I came to Starbucks this afternoon because I really needed to cross some stuff off my to-do list: write web site content, schedule volunteers, send some emails. I wasn’t getting much done in the office, so I thought a change of scenery might help. Instead, I’m still kind of just flitting aimlessly between browser tabs.

It’s hard for me to focus on much of anything, these days, with changes coming at me from every corner. I move between reading a book, flipping through a magazine, washing dishes, playing with Ian, watching a t.v. show, talking to Evan, texting a friend. I quickly switch back and forth amongst these tasks, forgetting to finish most of them.

It’s not an ideal way to live, but it seems like if I wrap things up, I have to move on.

If I pack all my dishes, it must mean we are actually moving.

If I finalize a dinner date with a friend, it might mean it’s the last time we will sit across from one another at one of my favorite Orlando spots.

If I send all my e-mails today, it will mean it’s the last time I will share announcements with my volunteer team.

My eyes are welling up just thinking about it.


On Friday, I drove home from Disney World with my dear, dear friends, and we talked about our big dreams. Big dreams are usually accompanied by big fears, I’m realizing, and sure enough–we had ‘em. Each of us wrestled with what it would mean to move on from this place, to pack our bags and go somewhere different, to consider the ramifications of that. My friend Melissa said that when she thinks about God’s people in Scripture, He almost always has them on the move.

I hadn’t thought about it before, but as I’ve considered it, I’m realizing how very, very true that is.

Abraham picked up his family and went to the place God would show them, tents and cattle in tow. Moses & and the Israelites walked through the wilderness, pillars of fire and cloud to mark the path. Noah traversed the oceans when ocean was all there was. The disciples went with Jesus, both rowing and walking across the Sea of Galilee. Peter, Paul, and their friends scattered across the known world. Many of them never knew where they were going. When they worried too much about pinning a final destination down on the map, God reminded them, “That’s really not the point.”

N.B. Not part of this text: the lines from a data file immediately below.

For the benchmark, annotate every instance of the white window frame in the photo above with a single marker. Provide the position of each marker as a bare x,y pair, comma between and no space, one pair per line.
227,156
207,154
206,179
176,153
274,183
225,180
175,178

I want to boldly take steps forward, but I admit I leave Orlando timidly. Still, as I’ve reminded myself in the past, I can be brave even when I don’t feel ready because courage is not the absence of fear but the willingness to move forward in spite of it. Maybe my spirit of adventure will show up somewhere en route to Grand Rapids. I’m not sure. But I know I can trust God to walk with me along the way, and I know He’s a God who leaves no loose ends.

I don’t know how people can ever stand to say good-bye without the hope of Heaven and the reality of the kingdom we’re all a part of anyway, regardless of our zipcode.

It’s time to hit “send” on some emails.